Param | Type | Description | Default Value |
---|---|---|---|
id | String | Submarine experiment id. | x |
experiment_spec | Dict | Submarine experiment spec. More detailed information of Submarine experiment spec can be found at Experiment API. | x |
Returns
The detailed info about the submarine experiment.
Example
client.patch_experiment("experiment_1626160071451_0008", {
"meta": {
"name": "tf-mnist-json",
"namespace": "default",
"framework": "TensorFlow",
"cmd": "python /var/tf_mnist/mnist_with_summaries.py --log_dir=/train/log --learning_rate=0.01 --batch_size=150",
"envVars": {
"ENV_1": "ENV1"
}
},
"environment": {
"image": "apache/submarine:tf-mnist-with-summaries-1.0"
},
"spec": {
"Worker": {
"replicas": 2,
"resources": "cpu=1,memory=1024M"
}
}
})
get_experiment(id) -> dict
β
Get the experiment's detailed info by id.

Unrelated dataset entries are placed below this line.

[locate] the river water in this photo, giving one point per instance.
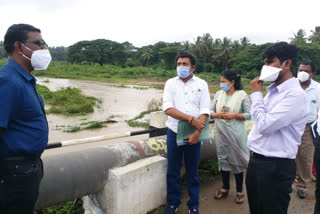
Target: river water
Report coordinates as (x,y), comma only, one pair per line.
(119,102)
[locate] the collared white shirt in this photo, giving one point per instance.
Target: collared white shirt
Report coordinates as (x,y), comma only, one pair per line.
(191,98)
(312,97)
(279,120)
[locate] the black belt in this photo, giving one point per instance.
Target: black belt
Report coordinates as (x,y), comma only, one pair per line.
(259,156)
(20,158)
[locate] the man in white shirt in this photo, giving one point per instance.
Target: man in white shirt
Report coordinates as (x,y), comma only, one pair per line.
(304,157)
(279,122)
(186,97)
(317,159)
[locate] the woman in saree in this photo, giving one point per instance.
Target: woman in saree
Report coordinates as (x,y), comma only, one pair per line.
(231,107)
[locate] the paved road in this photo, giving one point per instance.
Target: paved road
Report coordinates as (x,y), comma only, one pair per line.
(208,205)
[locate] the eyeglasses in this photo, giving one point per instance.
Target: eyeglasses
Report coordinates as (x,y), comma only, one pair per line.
(40,43)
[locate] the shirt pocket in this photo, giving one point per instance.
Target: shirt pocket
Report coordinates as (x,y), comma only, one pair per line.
(195,96)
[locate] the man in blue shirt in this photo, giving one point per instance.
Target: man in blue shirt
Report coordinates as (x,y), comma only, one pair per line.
(23,124)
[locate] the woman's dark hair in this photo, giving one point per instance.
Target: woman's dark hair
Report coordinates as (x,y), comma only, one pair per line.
(231,75)
(17,33)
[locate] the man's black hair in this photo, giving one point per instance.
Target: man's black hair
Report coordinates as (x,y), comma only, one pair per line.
(185,54)
(17,33)
(309,62)
(282,50)
(231,75)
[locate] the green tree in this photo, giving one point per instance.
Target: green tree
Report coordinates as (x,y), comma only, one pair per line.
(146,54)
(314,38)
(168,54)
(99,51)
(224,53)
(249,61)
(58,53)
(245,42)
(299,38)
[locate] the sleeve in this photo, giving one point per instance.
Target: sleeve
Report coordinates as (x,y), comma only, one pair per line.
(246,106)
(214,103)
(282,115)
(205,100)
(8,96)
(167,97)
(318,96)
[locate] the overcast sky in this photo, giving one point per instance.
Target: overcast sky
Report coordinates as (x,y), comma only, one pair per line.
(144,22)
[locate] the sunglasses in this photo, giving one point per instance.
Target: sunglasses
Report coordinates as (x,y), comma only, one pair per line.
(40,43)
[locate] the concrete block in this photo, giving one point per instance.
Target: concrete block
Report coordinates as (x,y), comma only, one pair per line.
(158,119)
(136,188)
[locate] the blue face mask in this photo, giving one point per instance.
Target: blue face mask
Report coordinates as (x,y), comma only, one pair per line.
(183,72)
(224,86)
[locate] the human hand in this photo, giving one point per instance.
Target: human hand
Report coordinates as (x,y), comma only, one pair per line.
(197,124)
(228,115)
(193,138)
(256,85)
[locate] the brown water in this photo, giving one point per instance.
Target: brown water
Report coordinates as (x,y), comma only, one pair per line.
(118,103)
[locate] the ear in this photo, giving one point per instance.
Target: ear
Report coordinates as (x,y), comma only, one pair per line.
(287,64)
(18,48)
(192,68)
(312,74)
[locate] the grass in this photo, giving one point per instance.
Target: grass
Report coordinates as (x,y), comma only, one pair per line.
(69,207)
(108,73)
(84,126)
(134,123)
(67,101)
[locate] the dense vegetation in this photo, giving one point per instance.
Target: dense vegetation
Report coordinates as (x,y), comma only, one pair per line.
(68,101)
(107,59)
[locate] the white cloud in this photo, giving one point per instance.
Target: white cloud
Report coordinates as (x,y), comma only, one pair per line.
(143,22)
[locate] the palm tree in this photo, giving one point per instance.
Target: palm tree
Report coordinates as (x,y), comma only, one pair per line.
(299,38)
(245,42)
(146,54)
(314,38)
(224,53)
(236,46)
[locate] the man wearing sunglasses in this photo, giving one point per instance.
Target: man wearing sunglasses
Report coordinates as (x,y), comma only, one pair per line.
(23,124)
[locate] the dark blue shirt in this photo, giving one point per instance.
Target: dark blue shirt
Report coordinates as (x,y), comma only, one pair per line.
(22,117)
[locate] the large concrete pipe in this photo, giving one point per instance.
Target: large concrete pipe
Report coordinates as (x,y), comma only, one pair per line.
(73,175)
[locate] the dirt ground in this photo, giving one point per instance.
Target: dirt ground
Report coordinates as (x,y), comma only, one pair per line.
(208,205)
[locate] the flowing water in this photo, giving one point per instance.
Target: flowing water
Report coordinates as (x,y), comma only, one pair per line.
(119,102)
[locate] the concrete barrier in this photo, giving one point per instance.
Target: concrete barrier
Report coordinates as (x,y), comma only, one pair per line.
(136,188)
(77,174)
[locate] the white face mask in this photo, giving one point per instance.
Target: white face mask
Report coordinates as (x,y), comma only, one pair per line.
(303,76)
(269,73)
(40,59)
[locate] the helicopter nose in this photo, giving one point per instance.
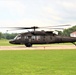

Param | Type | Description | Default Value |
---|---|---|---|
id | String | Submarine experiment id. | x |
Returns
The detailed info about the submarine experiment.
Example
experiment = client.get_experiment("experiment_1626160071451_0008")
list_experiments(status) -> list[dict]
β
List all experiment for the user.
Param | Type | Description | Default Value |
---|---|---|---|
status | Optional[str] | Accepted, Created, Running, Succeeded, Deleted. | None |
Returns
List of submarine experiments.
Example
experiments = client.list_experiments()
delete_experiment(id) -> dict
β
Delete the submarine experiment.
Param | Type | Description | Default Value |
---|---|---|---|
id | String | Submarine experiment id. | x |
Returns
The detailed info about the deleted submarine experiment.
Example
client.delete_experiment("experiment_1626160071451_0008")
get_log(id, onlyMaster)
β
Print training logs of all pod of the experiment. By default print all the logs of Pod.
Param | Type | Description | Default Value |
---|---|---|---|
id | String | Submarine experiment id. | x |
onlyMaster | Optional[bool] | By default include pod log of "master" which might be Tensorflow PS/Chief or PyTorch master. | x |
Return
- The info of pod logs
Example
client.get_log("experiment_1626160071451_0009")
list_log(status)
β
List experiment log.
Param | Type | Description | Default Value |
---|---|---|---|
status | String | Accepted, Created, Running, Succeeded, Deleted. | x |
Returns
List of submarine experiment logs.
Example
logs = client.list_log("Succeeded")
wait_for_finish(id, polling_interval)
β
Waits until the experiment is finished or failed.
Param | Type | Description | Default Value |
---|---|---|---|
id | String | Submarine experiment id. | x |
polling_interval | Optional[int] | How many seconds between two polls for the status of the experiment. | 10 |
Returns
Submarine experiment logs.
Example
logs = client.wait_for_finish("experiment_1626160071451_0009", 5)